Taunting of Saddam prompts new look at leadership

? The taunts and insults hurled at Saddam Hussein minutes before his execution Saturday have prompted some U.S. officials and Iraqi politicians to conclude that Prime Minister Nouri al-Maliki’s government is led by Shiite Muslim radicals and can’t be counted on to disarm Shiite militias.

Several U.S. officials in Baghdad and Washington told McClatchy Newspapers that, practically speaking, the Bush administration no longer can expect al-Maliki to tackle the militias because Saddam’s hanging exposed the depth of the government’s sectarianism.

The scene at the execution “confirms everyone’s worst speculations about the government: It is sectarian and incompetent,” said a U.S. official who agreed to speak under a promise of anonymity because of the sensitivity of the topic. The militias and al-Maliki’s government are intertwined “so much that you don’t know for sure from issue to issue what is the militia and what is the government,” the official said.

That assessment underscores the Bush administration’s challenge as it considers sending thousands of additional U.S. troops to confront Iraq’s growing sectarian violence.

President Bush, who’s expected to announce a new Iraq policy next week, has vowed to support al-Maliki, who came to power via U.S.-sponsored elections. He’s pushing al-Maliki to disarm the militias, especially the Mahdi Army of radical Shiite cleric Muqtada al-Sadr. Many blame the Mahdi Army, which fought two bloody campaigns against U.S. forces in 2004, for much of the violence that’s engulfing Baghdad.

However, a jerky cell-phone video of Saddam’s execution showed that al-Sadr supporters were involved. Amid Shiite chants, at least one witness to the execution can be heard chanting “Muqtada, Muqtada, Muqtada.”

Someone also can be heard yelling the name of al-Sadr’s uncle, Mohammed Baqir al-Sadr, who’s considered the intellectual behind al-Maliki’s Dawa Party.
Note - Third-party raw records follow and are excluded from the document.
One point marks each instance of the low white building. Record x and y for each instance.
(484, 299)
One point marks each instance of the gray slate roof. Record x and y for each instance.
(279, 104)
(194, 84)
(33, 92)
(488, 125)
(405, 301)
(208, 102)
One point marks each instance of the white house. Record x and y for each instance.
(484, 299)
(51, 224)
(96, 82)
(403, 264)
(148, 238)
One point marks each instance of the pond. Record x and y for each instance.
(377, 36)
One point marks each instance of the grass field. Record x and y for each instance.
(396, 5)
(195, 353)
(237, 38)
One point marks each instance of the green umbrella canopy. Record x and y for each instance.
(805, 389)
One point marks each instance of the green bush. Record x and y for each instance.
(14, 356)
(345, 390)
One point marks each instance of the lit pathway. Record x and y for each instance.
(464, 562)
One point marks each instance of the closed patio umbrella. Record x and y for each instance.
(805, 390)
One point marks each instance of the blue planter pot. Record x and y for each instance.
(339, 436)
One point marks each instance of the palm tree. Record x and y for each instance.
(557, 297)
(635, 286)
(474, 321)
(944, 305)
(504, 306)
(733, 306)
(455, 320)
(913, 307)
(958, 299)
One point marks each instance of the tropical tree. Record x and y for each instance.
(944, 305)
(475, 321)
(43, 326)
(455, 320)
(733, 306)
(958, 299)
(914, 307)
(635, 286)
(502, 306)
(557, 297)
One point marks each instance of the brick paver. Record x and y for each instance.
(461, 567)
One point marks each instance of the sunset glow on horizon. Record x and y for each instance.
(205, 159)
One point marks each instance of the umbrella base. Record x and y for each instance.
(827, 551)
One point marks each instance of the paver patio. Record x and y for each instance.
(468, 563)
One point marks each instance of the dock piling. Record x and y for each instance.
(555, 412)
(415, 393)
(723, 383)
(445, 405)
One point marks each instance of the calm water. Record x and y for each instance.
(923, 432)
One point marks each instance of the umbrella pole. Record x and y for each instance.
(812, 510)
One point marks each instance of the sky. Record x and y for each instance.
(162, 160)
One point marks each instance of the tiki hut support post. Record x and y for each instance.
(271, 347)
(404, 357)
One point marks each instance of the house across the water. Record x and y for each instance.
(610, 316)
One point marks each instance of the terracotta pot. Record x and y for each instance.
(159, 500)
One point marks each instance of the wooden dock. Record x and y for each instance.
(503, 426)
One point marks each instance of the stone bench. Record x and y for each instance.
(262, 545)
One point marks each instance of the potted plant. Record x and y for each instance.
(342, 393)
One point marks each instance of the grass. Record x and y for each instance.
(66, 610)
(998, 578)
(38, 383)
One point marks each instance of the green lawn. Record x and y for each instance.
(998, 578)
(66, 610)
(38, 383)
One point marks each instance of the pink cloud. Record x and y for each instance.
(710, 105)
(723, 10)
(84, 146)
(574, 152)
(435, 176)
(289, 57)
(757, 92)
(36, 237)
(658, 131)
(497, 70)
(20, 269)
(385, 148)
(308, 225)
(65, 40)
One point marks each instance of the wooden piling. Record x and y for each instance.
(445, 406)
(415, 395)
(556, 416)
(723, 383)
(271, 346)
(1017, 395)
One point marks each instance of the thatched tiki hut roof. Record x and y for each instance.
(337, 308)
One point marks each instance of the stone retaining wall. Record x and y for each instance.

Sadr’s father, the Grand Ayatollah Mohammed Mohammed Sadeq al-Sadr, was a prominent Saddam opponent who was murdered in 1999, reportedly on Saddam’s orders.

Some accounts of the execution indicate that al-Maliki’s national security adviser, Mowafek al-Rubaie, quizzed Saddam about the al-Sadr murder before Saddam, who was a Sunni Muslim, was hanged.

An official videotape of the execution didn’t include audio.

Mithal Alusi, a secular parliament member who took part in the government’s deliberations about Saddam’s execution, said the video made it clear that the al-Maliki government was harboring militia members whom it didn’t control. He called the display of emotions a warning that the government must cut its connections to the militias.

“What happened was a clear and lasting warning to Maliki to rid the security services of militias,” said Alusi, one of a handful of secular politicians in the government, who said he supported the decision to hang Saddam quickly. “Why not now?” he answered when asked about the timing of the execution.

But he was critical of the behavior of guards and other witnesses. “This was evidence that those militiamen have forgotten they are official security members,” Alusi said.